One of the strangest, but also most similar, examples of a Hudson-Institute style chartbook can be found on MIT’s ideonomy website in Gunkel’s analysis of visual structure.
This chart shows (I think) the way Gunkel tried to understand visual structure as being composed of certain universal forms. And he tried to plot this out mathematically using a technique known as multidimensional scaling.

Note: I have the right to disseminate this material. It may not be copied, stored, reproduced, or disseminated without express written permission. However, excerpts can and should be used for scholarly purposes.
To my knowledge, Gunkel did not specifically provide a formal name for “charts” in the scheme of ideonomy, though it would be very interesting for someone to search through his writings to find out whether he developed any technical terms or taxa.
But Wait, There’s More…
So we have established the concept that “charts are visualized lists,” with the title of the chart (usually in the center) being the title of the list, and the list items being arrayed around the center.
In some cases, though, Gunkel took this idea one step further and turned his charts into ontologies.
What’s an ontology?
It’s basically a structure of knowledge that takes the idea of a list and expands on it.
I don’t know if anyone has ever come up with a “theory of lists,” but I guess you could say an ontology transforms a two-dimensional structure into a three-dimensional one.
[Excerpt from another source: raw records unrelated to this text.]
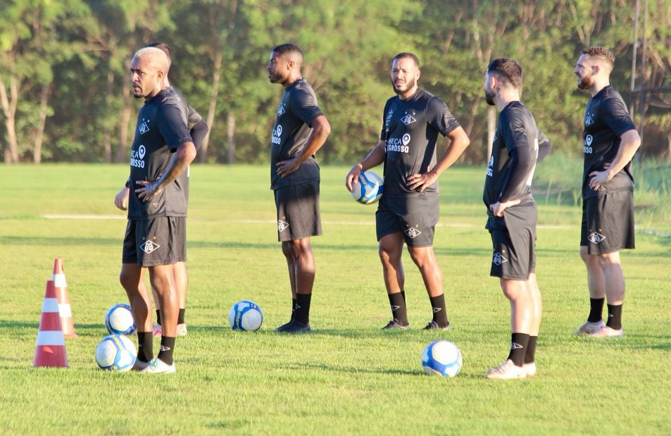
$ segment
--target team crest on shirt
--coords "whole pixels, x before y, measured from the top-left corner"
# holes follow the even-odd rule
[[[161,248],[160,245],[151,241],[146,241],[144,244],[140,245],[140,249],[147,254],[151,254],[151,253],[156,251],[159,248]]]
[[[142,124],[140,125],[139,129],[140,135],[144,135],[149,131],[149,122],[146,120],[142,120]]]
[[[589,237],[587,237],[587,240],[591,242],[592,244],[598,244],[601,241],[604,240],[606,237],[601,235],[601,233],[597,233],[594,232]]]
[[[410,237],[410,239],[414,239],[420,235],[422,235],[422,232],[420,232],[419,229],[416,229],[414,227],[411,227],[409,229],[406,229],[403,232]]]
[[[585,114],[585,125],[591,125],[594,123],[594,113]]]
[[[413,117],[413,116],[411,116],[411,115],[410,115],[410,114],[408,113],[408,115],[406,115],[406,116],[404,116],[403,118],[401,118],[401,121],[403,124],[405,124],[406,125],[408,125],[408,124],[412,124],[413,123],[416,122],[417,120],[415,120],[415,119]]]
[[[508,259],[503,257],[503,255],[498,251],[494,253],[494,256],[491,258],[491,263],[498,266],[501,266],[501,263],[505,263],[507,261]]]

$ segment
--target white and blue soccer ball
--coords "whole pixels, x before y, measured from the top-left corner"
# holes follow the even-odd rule
[[[130,335],[135,331],[133,312],[127,304],[115,304],[105,313],[105,327],[110,335]]]
[[[372,204],[382,196],[384,181],[372,171],[363,171],[352,183],[352,197],[362,204]]]
[[[263,312],[253,301],[242,300],[233,305],[228,313],[228,323],[234,330],[253,332],[263,323]]]
[[[135,344],[123,335],[110,335],[96,347],[96,363],[100,369],[129,371],[136,359]]]
[[[461,351],[450,341],[434,341],[422,353],[422,366],[429,375],[454,377],[461,370]]]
As shown in the Gunkel chart below, “Things For Which Ocean Is A Metaphor” (posted on MIT’s website), beyond simply providing the chart’s title and content, Gunkel has actually used colors to link common themes together within the chart itself.

Note: I have the right to disseminate this material. It may not be copied, stored, reproduced, or disseminated without express written permission. However, excerpts can and should be used for scholarly purposes.
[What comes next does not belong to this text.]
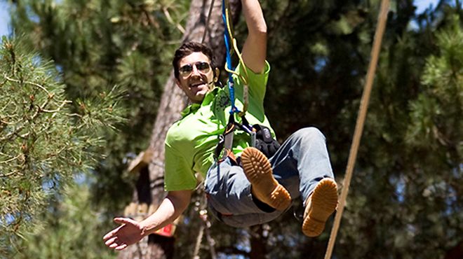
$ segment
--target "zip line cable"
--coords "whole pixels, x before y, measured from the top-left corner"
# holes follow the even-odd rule
[[[365,119],[368,108],[368,102],[370,101],[370,96],[371,95],[371,89],[373,88],[373,79],[375,78],[375,73],[376,71],[376,66],[377,65],[380,50],[381,49],[381,41],[382,40],[382,36],[384,34],[384,29],[386,27],[386,21],[387,20],[387,13],[389,11],[389,0],[382,0],[381,9],[380,10],[380,14],[378,15],[378,24],[377,25],[376,31],[375,33],[373,47],[371,50],[371,59],[370,60],[368,71],[366,75],[366,81],[363,88],[362,99],[360,102],[358,116],[357,117],[357,122],[356,123],[355,131],[354,134],[354,139],[352,140],[352,144],[351,146],[351,150],[349,154],[347,167],[346,169],[346,174],[344,178],[344,185],[342,186],[342,191],[341,192],[341,197],[337,208],[337,212],[336,213],[335,222],[331,230],[331,234],[330,235],[330,240],[328,241],[326,253],[325,254],[325,259],[330,259],[331,258],[333,248],[336,241],[336,235],[337,234],[337,230],[340,227],[341,218],[342,217],[342,211],[344,210],[346,199],[347,197],[349,186],[350,185],[351,179],[352,178],[352,173],[357,157],[360,139],[361,139],[362,132],[365,125]]]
Natural terms are highlighted or circled in green—words like soil, atmosphere, galaxy, life, and storm.
Thematic aspects that are similar to the divisions of ideonomy (more on this later) are circled with orange: the Impossible, History, Future, Chance, Chaos, Beauty, Order, and Possibilities, for example.
This approach, if applied rigorously and consistently—which it doesn’t seem that Gunkel did—will ultimately create a dense network of interrelationships within the context of the ideas provided.
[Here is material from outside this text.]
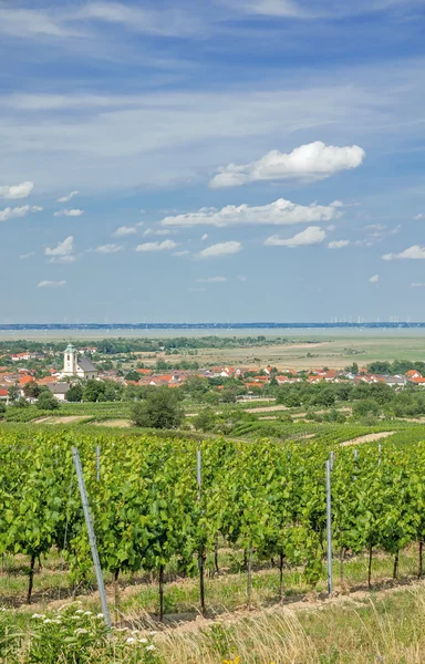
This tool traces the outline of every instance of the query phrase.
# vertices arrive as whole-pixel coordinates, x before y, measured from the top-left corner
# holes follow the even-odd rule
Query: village
[[[95,357],[99,361],[95,361]],[[96,346],[75,347],[72,343],[61,351],[25,351],[3,353],[0,355],[0,401],[13,403],[25,400],[35,403],[41,392],[49,393],[58,402],[66,402],[68,395],[75,385],[87,382],[101,382],[120,390],[136,387],[183,387],[188,381],[198,378],[208,382],[219,393],[227,384],[238,387],[236,400],[259,400],[270,387],[296,383],[338,384],[384,384],[400,391],[407,385],[424,387],[425,377],[415,369],[404,373],[371,373],[369,369],[359,367],[355,363],[345,369],[311,367],[294,370],[286,366],[228,366],[216,365],[198,369],[169,369],[173,364],[164,362],[158,354],[151,365],[134,361],[129,355],[127,362],[105,361],[97,353]],[[160,365],[166,364],[166,373]],[[178,363],[176,363],[178,365]],[[83,401],[72,398],[71,401]],[[115,398],[105,401],[116,401]],[[85,401],[85,400],[84,400]],[[86,401],[91,401],[90,398]],[[102,401],[102,400],[99,400]]]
Circling back to the “Future Scenarios Involving Metamachines” chart, we can recognize that Gunkel actually used different colors to enclose different scenarios.
Were these just random decisions he was making, or was there a scheme behind his color-coding of the scenarios?
It’s just one of many things I constantly notice about Gunkel’s work that I don’t have any time to investigate further.
I’m telling you, there’s a massive new space here for Gunkel scholarship… it’s just waiting for people who are willing to take up the banner and give their papers an opportunity to pass peer review.
Sooner or later, something will get through.
And when the dam breaks….
(1) The Worlds of Herman Kahn by Sharon Ghamari-Tabrizi, p. 12.